Mechanically Activated Calcium Channel PIEZO1 Modulates Radiation-Induced Epithelial-Mesenchymal Transition by Forming a Positive Feedback With TGF-β1

TGF-beta-centered epithelial-mesenchymal transition (EMT) is a key process involved in radiation-induced pulmonary injury (RIPI) and pulmonary fibrosis. PIEZO1, a mechanosensitive calcium channel, is expressed in myeloid cell and has been found to play an important role in bleomycin-induced pulmonary fibrosis. Whether PIEZO1 is related with radiation-induced EMT remains elusive. Herein, we found that PIEZO1 is functional in rat primary type II epithelial cells and RLE-6TN cells.
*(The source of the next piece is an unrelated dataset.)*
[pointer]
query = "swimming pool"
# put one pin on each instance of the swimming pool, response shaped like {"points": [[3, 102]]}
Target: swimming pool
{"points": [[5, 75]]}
After irradiation, PIEZO1 expression was increased in rat lung alveolar type II epithelial cells and RLE-6TN cell line, which was accompanied with EMT changes evidenced by increased TGF-beta 1, N-cadherin, Vimentin, Fibronectin, and alpha-SMA expression and decreased E-cadherin expression. Addition of exogenous TGF-beta 1 further enhanced these phenomena in vitro. Knockdown of PIEZO1 partly reverses radiation-induced EMT in vitro. Mechanistically, we found that activation of PIEZO1 could upregulate TGF-beta 1 expression and promote EMT through Ca2+/HIF-1 alpha signaling. Knockdown of HIF-1 alpha partly reverses enhanced TGF-beta 1 expression caused by radiation. Meanwhile, the expression of PIEZO1 was up-regulated after TGF-beta 1 co-culture, and the mechanism could be traced to the inhibition of transcription factor C/EBP beta expression by TGF-beta 1. Irradiation also caused a decrease in C/EBP beta expression in RLE-6TN cells. Dual luciferase reporter assay and chromatin immunoprecipitation assay (ChIP) confirmed that C/EBP beta represses PIEZO1 expression by binding to the PIEZO1 promoter. Furthermore, overexpression of C/EBP beta by using the synonymous mutation to C/EBP beta siRNA could reverse siRNA-induced upregulation of PIEZO1. In summary, our research suggests a critical role of PIEZO1 signaling in radiation-induced EMT by forming positive feedback with TGF-beta 1.

Automated summary

This study demonstrates the critical role of PIEZO1 signaling in radiation-induced epithelial-mesenchymal transition (EMT) by forming a positive feedback loop with TGF-beta 1. Activation of PIEZO1 can upregulate TGF-beta 1 expression and promote EMT through the Ca2+/HIF-1 alpha signaling pathway, while knockdown of PIEZO1 or HIF-1 alpha partially reverses radiation-induced EMT. Additionally, the expression of PIEZO1 is regulated by the transcription factor C/EBP beta, which further influences the EMT process in response to radiation and TGF-beta 1.